Lee et al. used simultaneous Tobit models for Tucson, AZ, data to model household time expenditures.(71) Their results suggest that the number and work status of household heads are primary determinants of trip chaining and time allocation. Interestingly, income and vehicle ownership levels were not found to be strong predictors of chaining behavior. More recently, Lee et al. used 2001–2002 Atlanta, GA, survey data and land use files. As expected, they found that people with children over age 6 spend less time traveling and those with very young children (under age 5) spend less time in out-of-home subsistence and discretionary activities.(71)
Hence, time and task allocation at the household level were incorporated in the models. (See references 72–75.) However, individuals are part of social networks, and behavior is influenced by others’ attitudes and behavior. Thus, joint activities do not only involve household members but may also include the social network. Axhausen noted that in addition to the generalized costs of travel and the hedonic utility of a location (as modulated by the sociodemographics of an individual and perhaps his/her values, attitudes, and lifestyle), the geography of the social network of the person should be included in models.(76)
More studies, including surveys and data collection efforts, have recently focused on the influence of social networks on travel behavior. (See references 77–81.) A number of new models and simulations have also shown this influence.(82,83) These studies mostly explored the cross-sectional relationships between characteristics of social networks and physical and virtual travel. Van den Berg et al. used a social interaction diary to study the factors influencing the planning of social activities.(84) The researchers found that social activities scheduled later in the day are less likely to be routine. In contrast, social activities of longer duration and taking place on weekends are more likely to be routine or preplanned. Harvey and Taylor studied the influence of work location on joint activities with time-use data.(85) They argued that people who work at home spend more time alone and therefore show a tendency to travel more to fulfill their needs for social interaction.
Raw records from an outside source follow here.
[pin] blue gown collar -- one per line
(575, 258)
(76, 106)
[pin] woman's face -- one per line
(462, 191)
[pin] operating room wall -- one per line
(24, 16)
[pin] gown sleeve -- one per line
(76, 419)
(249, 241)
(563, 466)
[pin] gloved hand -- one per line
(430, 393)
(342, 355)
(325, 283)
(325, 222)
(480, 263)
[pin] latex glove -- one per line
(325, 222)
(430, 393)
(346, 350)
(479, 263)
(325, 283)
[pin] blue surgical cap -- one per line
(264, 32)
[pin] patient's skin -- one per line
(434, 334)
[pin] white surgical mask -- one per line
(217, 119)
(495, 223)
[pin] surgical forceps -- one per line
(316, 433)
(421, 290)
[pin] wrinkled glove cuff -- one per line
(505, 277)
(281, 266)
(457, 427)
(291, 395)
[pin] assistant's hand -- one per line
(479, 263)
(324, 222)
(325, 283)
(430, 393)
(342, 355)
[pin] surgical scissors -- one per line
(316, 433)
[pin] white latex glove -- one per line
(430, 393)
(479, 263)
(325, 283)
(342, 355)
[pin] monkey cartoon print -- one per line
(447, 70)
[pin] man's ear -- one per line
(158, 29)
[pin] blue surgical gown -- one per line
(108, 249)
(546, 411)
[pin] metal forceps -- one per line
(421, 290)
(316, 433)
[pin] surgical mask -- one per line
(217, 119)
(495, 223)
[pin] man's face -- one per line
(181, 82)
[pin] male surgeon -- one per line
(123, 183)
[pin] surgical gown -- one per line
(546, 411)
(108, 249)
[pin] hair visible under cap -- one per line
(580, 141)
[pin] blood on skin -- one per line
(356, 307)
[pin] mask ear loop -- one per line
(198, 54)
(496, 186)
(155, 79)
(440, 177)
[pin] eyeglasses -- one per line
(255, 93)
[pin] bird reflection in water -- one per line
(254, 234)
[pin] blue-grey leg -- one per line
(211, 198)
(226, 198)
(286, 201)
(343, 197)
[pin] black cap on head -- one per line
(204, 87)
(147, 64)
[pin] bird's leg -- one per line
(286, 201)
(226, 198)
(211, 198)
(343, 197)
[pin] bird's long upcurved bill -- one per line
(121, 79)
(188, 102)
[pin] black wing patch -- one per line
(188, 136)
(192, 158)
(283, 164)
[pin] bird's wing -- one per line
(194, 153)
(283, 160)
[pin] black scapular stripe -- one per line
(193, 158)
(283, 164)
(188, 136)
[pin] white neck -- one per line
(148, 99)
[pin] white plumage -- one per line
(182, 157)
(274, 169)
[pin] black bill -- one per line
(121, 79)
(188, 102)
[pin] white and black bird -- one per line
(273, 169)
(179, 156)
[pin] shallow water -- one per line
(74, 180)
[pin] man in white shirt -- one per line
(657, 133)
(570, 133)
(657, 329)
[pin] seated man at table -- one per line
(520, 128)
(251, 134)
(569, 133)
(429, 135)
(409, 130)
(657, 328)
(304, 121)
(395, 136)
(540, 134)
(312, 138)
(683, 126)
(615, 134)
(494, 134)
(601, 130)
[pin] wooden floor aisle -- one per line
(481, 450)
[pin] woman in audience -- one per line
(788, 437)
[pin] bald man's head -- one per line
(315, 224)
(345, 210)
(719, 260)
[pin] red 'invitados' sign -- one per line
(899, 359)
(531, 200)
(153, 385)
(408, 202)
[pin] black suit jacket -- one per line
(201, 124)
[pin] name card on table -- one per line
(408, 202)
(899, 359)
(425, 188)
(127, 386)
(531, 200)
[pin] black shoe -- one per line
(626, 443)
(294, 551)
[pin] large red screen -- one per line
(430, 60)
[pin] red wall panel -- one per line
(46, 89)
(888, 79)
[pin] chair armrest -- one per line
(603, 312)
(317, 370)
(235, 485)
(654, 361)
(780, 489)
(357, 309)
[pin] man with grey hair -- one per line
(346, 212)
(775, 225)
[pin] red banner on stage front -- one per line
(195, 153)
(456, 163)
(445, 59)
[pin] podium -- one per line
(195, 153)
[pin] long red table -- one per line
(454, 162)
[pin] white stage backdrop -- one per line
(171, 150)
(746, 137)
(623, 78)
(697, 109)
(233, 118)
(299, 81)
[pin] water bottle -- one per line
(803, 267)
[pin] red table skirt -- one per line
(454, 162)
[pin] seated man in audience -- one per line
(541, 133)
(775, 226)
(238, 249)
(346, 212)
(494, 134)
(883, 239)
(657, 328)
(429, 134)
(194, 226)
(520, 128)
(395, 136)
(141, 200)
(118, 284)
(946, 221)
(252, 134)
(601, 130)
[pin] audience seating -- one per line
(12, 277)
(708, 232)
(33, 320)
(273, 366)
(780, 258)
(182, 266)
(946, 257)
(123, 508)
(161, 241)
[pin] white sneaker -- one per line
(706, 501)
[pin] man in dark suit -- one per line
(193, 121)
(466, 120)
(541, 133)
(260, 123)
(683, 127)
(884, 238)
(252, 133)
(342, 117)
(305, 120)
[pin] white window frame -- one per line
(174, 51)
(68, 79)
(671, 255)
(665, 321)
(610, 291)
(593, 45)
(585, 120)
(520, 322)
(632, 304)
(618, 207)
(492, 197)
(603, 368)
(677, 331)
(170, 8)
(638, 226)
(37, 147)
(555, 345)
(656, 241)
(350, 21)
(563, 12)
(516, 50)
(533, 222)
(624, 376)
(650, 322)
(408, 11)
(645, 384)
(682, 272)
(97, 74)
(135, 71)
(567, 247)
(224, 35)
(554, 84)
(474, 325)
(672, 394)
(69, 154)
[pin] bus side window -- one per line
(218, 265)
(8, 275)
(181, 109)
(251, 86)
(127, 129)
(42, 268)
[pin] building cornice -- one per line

Carrasco and Miller described joint activity participation with egocentric social structure effects (degree of a person), the use of communication technology, and sociodemographic variables.(77) They found that people with a high egocentric social network degree are more likely to perform joint activities. The availability of communication technology such as telephones and the Internet reduces the cost of coordination and influences participation in joint activities. Further, information dissemination within a social network could change attitudes and perceptions, leading to changes in travel behavior.(86,87) To date, information dissemination in a travel behavior context has not been examined further than numerical experiments. The complexity and lack of data have hindered the incorporation of social network concepts into full transportation demand models. This issue is discussed further in later sections of this report.
Market researchers and behavioral scientists have examined how new behaviors are adopted and to what extent adoption may be a function of a personal identity and social norms, particularly social acceptance. A great body of work is concerned with adoption of new technologies and purchasing behaviors, but little research has been done regarding adoption of modes and transportation behaviors of one’s close or extended social networks.